System validation in spectroscopic imaging mode or FLIm with fluorescent dyes

In order to evaluate the ms-TRFS ability to accurately record time-resolved fluorescence data during scanning, a set of studies were conducted in fluorescence dyes placed in sealed borosilicate glass capillary tubes with 1.0 mm outer diameter and 0.78 mm inner diameter (Sutter Instruments BF100-78-10). Specifically, the capillaries were filled with organic dye solutions of Coumarin 120, Coumarin 1 and Rhodamine B prepared in ethanol. The dye fluorescence width, listed in Sec. 3A, span the wavelength of operation of at least two, and in the case of Coumarin 120 three, wavelength selection module optical channels. To obtain comparable signal levels from all optical channels without having to adjust the MCP-PMT gain (1.94 kV), the concentration of Coumarin 120 was diluted to 30 μM while the concentration of the other two dyes was kept at 100 μM. The capillary tubes were mounted in parallel, 1 mm apart, on an anodized aluminum plate. Two dimensional scans of the area of interest were performed with the excitation/collection optical fiber of the ms-TRFS system mounted on an XY motorized stage (Aerotech MX80). In order to improve the system spatial resolution the 600 μm fiber used for the above point measurements was substituted with a 200 μm fiber. The tip of the optical fiber was set to a 200–300 μm distance with respect to the surface of the capillary tubes. Based on the fiber numerical aperture and the fiber-capillary distance the pump beam spot size at the surface of the capillaries was calculated to be approximately 300 μm.

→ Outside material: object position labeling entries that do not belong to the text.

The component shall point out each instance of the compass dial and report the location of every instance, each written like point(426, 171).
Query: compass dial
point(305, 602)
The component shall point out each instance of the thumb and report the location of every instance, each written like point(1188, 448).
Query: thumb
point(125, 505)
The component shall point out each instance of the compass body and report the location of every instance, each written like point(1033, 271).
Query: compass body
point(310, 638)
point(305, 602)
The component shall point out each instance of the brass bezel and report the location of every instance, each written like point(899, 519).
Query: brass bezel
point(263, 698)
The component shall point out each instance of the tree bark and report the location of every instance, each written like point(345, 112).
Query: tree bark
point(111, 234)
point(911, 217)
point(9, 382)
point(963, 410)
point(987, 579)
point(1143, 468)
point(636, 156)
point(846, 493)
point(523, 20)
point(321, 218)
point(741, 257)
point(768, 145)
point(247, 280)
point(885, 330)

Based on this spot size, and to keep a manageable data size, the scanned area was set to five 8 mm long lines separated by 0.5 mm pitch resulting in an X = 8 mm by Y = 2.5 mm image. The scanning stage speed was set to 10 mm/s along X and 50 mm/s along Y with an acceleration/deceleration of 500 mm/s2. Data acquisition was performed at 5000 scans per second, total data length of 48 000 scans, and 2000 samples at 125 ps interval resulting in an image acquisition time of approximately 9.6 s. After averaging over 32 subsequent temporal scans the estimated time per pixel was 6.4 ms.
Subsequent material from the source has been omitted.